Since 1970, Prof. Hürzeler was constantly accompanied by a young student during the surveys in southern Tuscany. This student was Burkart Engesser to whom this issue is dedicated, and he naturally replaced Hürzeler as the head of the Osteology department of the NMB. Together with his professor, he named new bovid and a giraffid species of the Oreopithecus bearing sites: Maremmia lorenzi Hürzeler and Engesser 1976, Etruria vialli Hürzeler and Engesser 1976, and Umbrotherium azzarolii Hürzeler and Engesser 1976; the three species were later formally described by Hürzeler (1983, M. lorenzi), and Abbazzi et al. (2008, E. vialli and U. azzarolii). Afterwards, Burkart described rodents from the area, including the new genus and species Anthracoglis marinoi Engesser 1983, and the new species Huerzelerimys oreopitheci (Engesser 1989), Anthracomys lorenzi Engesser 1989; Apodemus etruscus Engesser 1989, and Kowalskia nestori Engesser 1989, and thanks to his research in Tuscany developed his interest in Island faunas.

Burkart followed the tradition, and kept on doing fieldwork in Tuscany up until the late 1990s (Fig. 2). In recognition of his contribution to the palaeontology of the Late Miocene Oreopithecus faunas, a new species of the tusco-sardinian endemic dormice has been recently named after him: Anthracoglis engesseri Casanovas-Vilar et al. 2011.

Fig. 2
figure 2

Lunch break at Baccinello during the autumn 1986 field campaign. Prof. Johannes Hürzeler (at the age of 78) was part of the team. Burkart Engesser is at the centre; to his right, prof. Claudio De Giuli from the University of Florence (who passed away prematurely in 1988). On the left of the picture Prof. Terry Harrison (New York University) partly hides Dr. Giovanni Lorenz. Lorenz (1968) is a former student of Prof. Hürzeler, who studied the geological setting of Baccinello and published the first exhaustive geological map of the Baccinello area (Photo L. Rook)

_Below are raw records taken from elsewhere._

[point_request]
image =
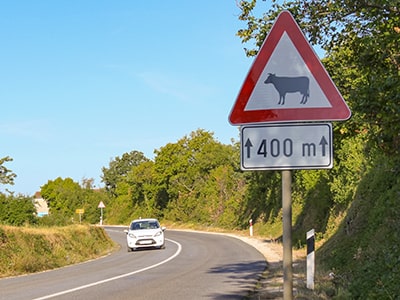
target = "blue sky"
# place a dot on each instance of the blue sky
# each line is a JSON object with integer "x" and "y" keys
{"x": 85, "y": 81}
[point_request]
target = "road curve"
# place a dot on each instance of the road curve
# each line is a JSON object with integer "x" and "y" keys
{"x": 193, "y": 266}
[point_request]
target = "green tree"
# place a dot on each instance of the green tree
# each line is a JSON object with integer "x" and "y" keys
{"x": 183, "y": 171}
{"x": 63, "y": 196}
{"x": 119, "y": 168}
{"x": 6, "y": 175}
{"x": 362, "y": 42}
{"x": 16, "y": 210}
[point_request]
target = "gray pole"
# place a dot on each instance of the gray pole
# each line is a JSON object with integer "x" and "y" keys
{"x": 287, "y": 234}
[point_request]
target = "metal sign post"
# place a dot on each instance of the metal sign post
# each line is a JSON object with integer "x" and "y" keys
{"x": 287, "y": 234}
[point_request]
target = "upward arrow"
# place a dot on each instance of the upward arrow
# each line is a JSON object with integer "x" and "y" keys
{"x": 323, "y": 144}
{"x": 248, "y": 145}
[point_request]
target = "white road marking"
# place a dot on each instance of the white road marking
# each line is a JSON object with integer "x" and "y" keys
{"x": 115, "y": 277}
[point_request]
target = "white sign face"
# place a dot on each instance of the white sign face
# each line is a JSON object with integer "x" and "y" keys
{"x": 286, "y": 65}
{"x": 286, "y": 146}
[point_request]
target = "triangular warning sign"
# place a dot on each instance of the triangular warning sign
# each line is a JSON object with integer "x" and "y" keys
{"x": 287, "y": 82}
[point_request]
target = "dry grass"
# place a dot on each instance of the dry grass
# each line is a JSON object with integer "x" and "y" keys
{"x": 28, "y": 250}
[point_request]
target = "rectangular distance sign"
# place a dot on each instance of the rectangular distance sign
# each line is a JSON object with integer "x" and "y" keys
{"x": 286, "y": 146}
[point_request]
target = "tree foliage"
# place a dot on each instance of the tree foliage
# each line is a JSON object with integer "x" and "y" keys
{"x": 65, "y": 196}
{"x": 16, "y": 210}
{"x": 6, "y": 175}
{"x": 119, "y": 167}
{"x": 362, "y": 41}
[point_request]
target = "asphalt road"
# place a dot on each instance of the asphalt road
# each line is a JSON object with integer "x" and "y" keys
{"x": 192, "y": 266}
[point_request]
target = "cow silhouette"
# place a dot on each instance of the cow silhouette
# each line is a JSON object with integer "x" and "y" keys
{"x": 286, "y": 85}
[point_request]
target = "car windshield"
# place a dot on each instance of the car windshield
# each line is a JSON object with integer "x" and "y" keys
{"x": 144, "y": 225}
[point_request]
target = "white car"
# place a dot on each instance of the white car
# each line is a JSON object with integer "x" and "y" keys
{"x": 145, "y": 233}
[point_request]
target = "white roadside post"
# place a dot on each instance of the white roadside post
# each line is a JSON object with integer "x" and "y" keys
{"x": 310, "y": 259}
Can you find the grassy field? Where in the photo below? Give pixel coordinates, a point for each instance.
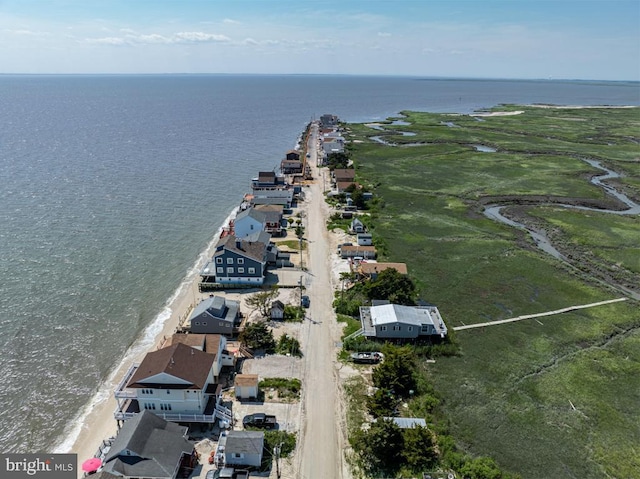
(554, 397)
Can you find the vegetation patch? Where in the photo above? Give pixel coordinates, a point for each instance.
(552, 396)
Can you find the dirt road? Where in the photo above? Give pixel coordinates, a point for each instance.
(321, 442)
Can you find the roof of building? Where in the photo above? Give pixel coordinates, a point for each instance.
(188, 364)
(246, 380)
(147, 446)
(357, 248)
(371, 268)
(266, 176)
(257, 215)
(414, 315)
(259, 237)
(272, 213)
(217, 307)
(407, 422)
(344, 173)
(247, 442)
(252, 250)
(209, 343)
(343, 185)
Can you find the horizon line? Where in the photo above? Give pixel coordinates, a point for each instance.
(413, 76)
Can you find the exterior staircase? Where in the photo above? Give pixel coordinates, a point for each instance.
(224, 414)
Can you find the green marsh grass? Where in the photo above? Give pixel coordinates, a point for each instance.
(554, 397)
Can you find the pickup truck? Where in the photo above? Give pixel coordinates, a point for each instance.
(261, 420)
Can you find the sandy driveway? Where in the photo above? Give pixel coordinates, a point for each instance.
(322, 439)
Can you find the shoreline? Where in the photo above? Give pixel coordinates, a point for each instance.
(94, 422)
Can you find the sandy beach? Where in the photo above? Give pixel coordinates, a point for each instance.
(319, 409)
(100, 424)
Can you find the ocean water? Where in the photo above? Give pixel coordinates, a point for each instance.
(111, 188)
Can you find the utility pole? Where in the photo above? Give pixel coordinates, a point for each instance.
(276, 453)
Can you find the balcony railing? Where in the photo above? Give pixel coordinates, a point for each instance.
(121, 392)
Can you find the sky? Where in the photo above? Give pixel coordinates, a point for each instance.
(520, 39)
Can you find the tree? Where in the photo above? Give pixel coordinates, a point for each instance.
(418, 451)
(383, 403)
(289, 345)
(397, 371)
(337, 160)
(391, 285)
(257, 335)
(261, 301)
(481, 468)
(380, 448)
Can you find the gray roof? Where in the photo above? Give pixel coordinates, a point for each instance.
(217, 307)
(259, 216)
(407, 422)
(250, 249)
(147, 446)
(188, 364)
(397, 313)
(272, 213)
(259, 237)
(247, 442)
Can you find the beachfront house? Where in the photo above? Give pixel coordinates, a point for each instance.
(272, 197)
(274, 223)
(248, 222)
(268, 180)
(395, 321)
(356, 251)
(244, 448)
(178, 383)
(328, 121)
(149, 446)
(236, 262)
(214, 344)
(266, 218)
(291, 167)
(364, 239)
(356, 226)
(216, 315)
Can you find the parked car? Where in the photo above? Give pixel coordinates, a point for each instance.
(261, 420)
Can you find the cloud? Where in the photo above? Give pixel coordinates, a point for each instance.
(134, 38)
(118, 41)
(29, 33)
(200, 37)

On the occasion of the celebrations for the 50th anniversary of the discovery of the famous Oreopithecus skeleton (nicknamed Sandrone) at Baccinello, Burkart wrote in a touching memory of Hürzeler’s research on Oreopithecus:

“[Hürzeler] very much liked the Maremma, but not only for its extinct animals, but also for its culture, its people, its vegetation and its wine. For more than 30 years he visited this area almost every year, and collected fossils, mainly in the Baccinello basin” (Engesser 2000, p. 15).

A quotation that actually would fit perfectly the figure of Burkart Engesser and his love for southern Tuscany, in perfect harmony with the feelings of his mentor.